How to find out why is text not searchable in a PDF (and make it searchable)

4

1

I have a PDF article (not created by me). However, I can not search for text in the PDF. All PDF viewers I've tried return zero results for words that are obviously in there. I've tried with Adobe Acrobat Professional 8, SumatraPDF and Google Chrome.

How can I find out why the document is not searchable?

Things I've checked:

  • The PDFproducer is reported as 'pdftopdf' and PDf version is reported as 1.3. However, it seems to have been created in something like MSWord or OpenOffice (but not *TEX).
  • It is definitely not a scanned document, as the font is crisp-clear at all zoom levels, and text is selectable.
  • If I look at the security settings (ctrl-D in Adobe Acrobat), everything is allowed (like printing, copying, ...).
  • my search options do not have 'match case' turned on
  • I can not turn it into a searchable document using Acrobat's 'Recognize text using OCR' as it reports: 'This page contains renderable text'.

So, what else could be the reason for the DPF not being searchable? And how to make it text-searchable?

Rabarberski

Posted 2013-03-06T09:45:02.073

Reputation: 7 494

Interesting, is that document contains any sensitive data? if not can you share it? – SparKot – 2013-03-06T09:49:53.757

@SparKot: I am not sure if I can share the document, so I prefer rather not to. Although I understand this would greatly aid in troubleshooting. – Rabarberski – 2013-03-06T10:02:32.847

Have you tried to upload it to Evernote and check if they can make it searchable? AFAIK they have a good OCR engine for that task. – ChaosCakeCoder – 2013-03-06T10:17:22.660

Answers

7

  • It may have a custom font encoding that assigns code points to characters in a way that is incompatible with established encodings such as ASCII or UTF-8/Unicode.
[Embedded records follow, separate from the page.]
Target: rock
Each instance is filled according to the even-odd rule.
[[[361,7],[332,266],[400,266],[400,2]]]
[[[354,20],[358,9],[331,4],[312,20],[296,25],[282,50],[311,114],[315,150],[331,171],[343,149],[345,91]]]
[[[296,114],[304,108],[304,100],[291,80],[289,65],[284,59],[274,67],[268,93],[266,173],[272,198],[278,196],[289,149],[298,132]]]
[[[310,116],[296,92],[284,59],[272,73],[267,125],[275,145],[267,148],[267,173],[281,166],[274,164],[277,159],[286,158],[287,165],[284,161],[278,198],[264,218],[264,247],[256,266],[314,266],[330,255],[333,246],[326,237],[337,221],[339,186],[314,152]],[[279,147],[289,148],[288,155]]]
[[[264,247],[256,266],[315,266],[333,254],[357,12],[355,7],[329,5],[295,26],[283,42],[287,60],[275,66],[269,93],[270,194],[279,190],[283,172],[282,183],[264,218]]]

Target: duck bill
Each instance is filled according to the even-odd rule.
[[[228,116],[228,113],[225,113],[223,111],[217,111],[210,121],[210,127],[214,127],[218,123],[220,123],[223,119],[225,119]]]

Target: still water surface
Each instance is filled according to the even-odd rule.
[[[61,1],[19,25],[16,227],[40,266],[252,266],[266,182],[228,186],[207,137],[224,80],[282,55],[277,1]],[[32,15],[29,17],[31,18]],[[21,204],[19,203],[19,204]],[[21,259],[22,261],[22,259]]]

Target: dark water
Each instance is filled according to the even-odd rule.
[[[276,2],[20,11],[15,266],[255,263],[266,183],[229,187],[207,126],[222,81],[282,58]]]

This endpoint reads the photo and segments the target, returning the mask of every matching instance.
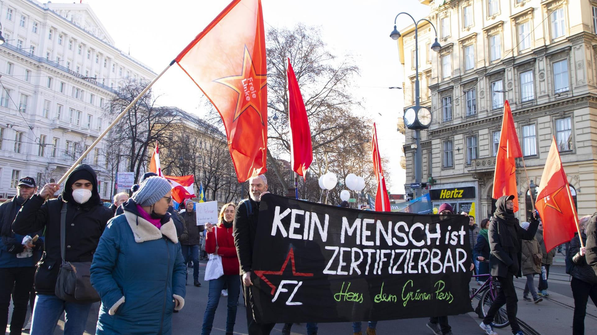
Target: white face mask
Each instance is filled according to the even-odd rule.
[[[77,188],[76,190],[73,190],[73,199],[80,204],[84,204],[87,202],[87,200],[88,200],[91,197],[91,190],[87,190],[87,188]]]

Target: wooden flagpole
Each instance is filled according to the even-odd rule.
[[[91,145],[89,146],[89,148],[88,148],[87,150],[85,150],[84,153],[83,153],[83,154],[80,157],[79,157],[79,159],[76,160],[76,162],[75,162],[75,163],[73,164],[72,166],[71,166],[70,168],[69,169],[69,170],[64,173],[64,175],[63,175],[62,177],[60,178],[60,180],[58,181],[59,184],[62,184],[63,182],[64,182],[65,180],[66,180],[66,178],[69,176],[69,175],[70,175],[70,173],[73,172],[73,170],[75,169],[75,168],[76,167],[77,165],[81,163],[81,162],[83,160],[83,159],[84,159],[87,156],[87,154],[91,151],[91,149],[94,148],[96,145],[97,145],[97,144],[99,143],[100,141],[101,141],[101,139],[103,138],[104,136],[106,136],[106,134],[107,134],[108,132],[110,131],[110,129],[111,129],[112,127],[113,127],[118,122],[118,121],[119,121],[120,119],[122,119],[123,116],[124,116],[124,115],[127,113],[127,112],[128,111],[128,110],[131,109],[131,107],[132,107],[136,103],[137,103],[137,101],[138,101],[139,99],[140,99],[141,97],[143,97],[143,94],[145,94],[145,92],[146,92],[147,90],[149,90],[149,88],[151,88],[151,86],[153,86],[154,83],[155,83],[155,82],[158,81],[158,79],[159,79],[159,77],[161,77],[162,75],[164,75],[164,73],[165,73],[166,71],[168,69],[170,69],[171,66],[172,66],[172,64],[174,64],[174,63],[175,63],[174,61],[171,62],[170,64],[168,64],[168,66],[165,69],[164,69],[164,70],[162,71],[162,72],[159,75],[158,75],[157,77],[154,78],[153,80],[152,80],[152,82],[149,83],[149,85],[147,85],[147,87],[146,87],[143,91],[141,91],[141,93],[140,93],[139,95],[137,95],[137,97],[135,98],[135,99],[133,100],[133,101],[131,101],[131,103],[129,104],[128,106],[127,106],[127,108],[124,108],[124,110],[122,110],[122,111],[121,111],[120,114],[119,114],[118,116],[116,117],[116,119],[115,119],[114,120],[112,121],[112,123],[110,123],[110,125],[108,126],[107,128],[106,128],[106,130],[104,131],[104,132],[101,133],[101,134],[100,135],[100,136],[95,141],[93,141],[93,143],[91,143]]]

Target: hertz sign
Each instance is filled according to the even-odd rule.
[[[429,195],[432,200],[469,199],[475,197],[475,187],[454,187],[454,188],[430,190],[429,190]]]

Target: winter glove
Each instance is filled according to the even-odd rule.
[[[25,249],[23,244],[12,237],[3,236],[2,241],[4,244],[4,246],[6,247],[6,250],[10,253],[14,255],[21,253]]]

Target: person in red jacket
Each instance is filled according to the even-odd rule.
[[[217,225],[205,225],[207,236],[205,238],[205,251],[208,253],[219,255],[222,259],[224,274],[217,279],[210,281],[207,306],[203,315],[203,328],[201,335],[209,335],[214,323],[216,309],[220,302],[220,295],[224,284],[228,286],[228,317],[226,323],[226,335],[232,335],[234,321],[236,320],[236,306],[241,291],[240,265],[236,256],[236,248],[232,237],[232,223],[236,205],[229,203],[222,206]]]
  • It may render characters individually out of sequence

  • It may have had characters flattened to paths

See https://stackoverflow.com/questions/12703387/pdf-font-encoding.
and https://stackoverflow.com/questions/4523283/how-do-you-debug-pdf-files

To make it text searchable, the best way may be to go back to the original source (e.g. a Word document) and use a different process to produce the PDF. Alternatively you could try rendering your current PDF as a bitmap and then using OCR, but this will be tedious and produce poor results.

RedGrittyBrick

Posted 2013-03-06T09:45:02.073

Reputation: 70 632

Ah, the encoding seems indeed to be the issue. When I try to copy paste text, I get garbage. And the Font tab in Acrobat says for each listed font 'encoding: custom' – Rabarberski – 2013-03-06T10:30:33.100

1

I found a way around this problem. I did tools -> edit document text, then for each page, I hit Control-A (select all), then right-clicked and went to properties, and changed the font to something else. After I did this, the text was searchable and I could copy the text!

Don

Posted 2013-03-06T09:45:02.073

Reputation: 11

I think the edit document text option is only available in the paid version of Acrobat. – Burgi – 2016-05-01T18:57:42.513

Probably - the original poster has Acrobat Professional 8. That should have it. This approach (changing the font) may work with other tools. – Don – 2016-05-04T03:03:24.127

0

I was having the same problem, and in frustration, googled to find an answer. It turns out that for me, the problem was simply that I was using Preview on my iMac to view and search the PDF. In most cases, searching works in Preview. But for a large book downloaded from Google Books, it didn't.

What worked was simply opening the PDF in Adobe Reader. (Duh, what a concept, I know.) Now I can search. This probably won't work for everyone with a Mac, but it might help someone.

Susan

Posted 2013-03-06T09:45:02.073

Reputation: 1

"I've tried with Adobe Acrobat Professional 8" OP said. Please read the question carefully. – NetwOrchestration – 2017-01-02T19:43:54.360

Please read the question again carefully. Your answer does not answer the original question. – DavidPostill – 2017-01-29T15:47:09.213

0

go to Edit / preferences - select 'search' from the left hand side of preferences screen - then 'Purge Cache Contents' - select OK then close and reopen the document

hope this helps

Posted 2013-03-06T09:45:02.073

Reputation: 1

0

So after trying a lot of things that didn't work. Here's how I actually got this done:

  1. Find yourself a PDF to Word converter or something. (I recommend https://www.online-convert.com/ )

  2. Follow al the necessary steps to convert BUT before that--

  3. Find the button that says something like 'optical character recognition' and click that

  4. Convert your file and you should be golden.

Alex

Posted 2013-03-06T09:45:02.073

Reputation: 1